Radiative cooling: protecting ice from melting under sunlight

Researchers have developed a biodegradable film made of cellulose acetate which, thanks to its radiative cooling properties, effectively protects ice subjected to solar radiation from melting, with possible applications for iced food and glaciers. 

Ice plays a significant role in many aspects of life, ranging from food preservation to ice sports and ecosystems, thereby providing incentive to protect ice from melting under solar radiation. Fundamentally, ice melts under sunlight due to the imbalance in energy flow from incoming sunlight and outgoing thermal radiation. 

The bioengineering development in daytime radiative cooling offers an interesting strategy for balancing the energy flows. Scientists have used a range of materials and structures in these promising works, including multilayered or patterned photonic structures, porous poly film based on nanoparticles, cooling wood and super-white paints with solar reflectivity greater than 0.95. 

Radiative cooling can therefore balance the energy flows without energy consumption to sustainably protect ice. 

To preserve ice under sunlight, several stringent requirements must be met.
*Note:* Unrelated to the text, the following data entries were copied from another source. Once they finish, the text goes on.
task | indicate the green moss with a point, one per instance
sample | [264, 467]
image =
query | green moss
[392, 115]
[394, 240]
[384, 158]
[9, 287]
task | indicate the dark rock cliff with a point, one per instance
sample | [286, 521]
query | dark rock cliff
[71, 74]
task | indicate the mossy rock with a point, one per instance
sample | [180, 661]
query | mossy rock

For example, an increase of net radiation power from 70 to 110 Wm-2 can prevent ice or frozen food from melting without additional refrigeration. 

In a study published in Science Advances (1), a team of scientists presents a hierarchically designed radiative cooling film developed using abundant and biodegradable cellulose acetate (CA) molecules. The film uses connected nanofibers to form multiple pores of varying sizes to ideally scatter and reflect sunlight. 

They monitored the temperature evolution of iced food wrapped in different materials under natural outdoor sunlight. This results in longer preservation of iced food covered with the CA film below 0 degrees Celsius for 5.5 hours owing to optical properties of the packing materials. The material provided highly effective passive preservation with 98% integrity after 80 minutes of sunlight. 

Using climate model experiments, the scientists also showed how the CA film effectively protected ice systems such as glaciers at high latitudes. Its design and excellent radiative cooling capability made it possible to lower the surface temperature by 4°C at high latitudes.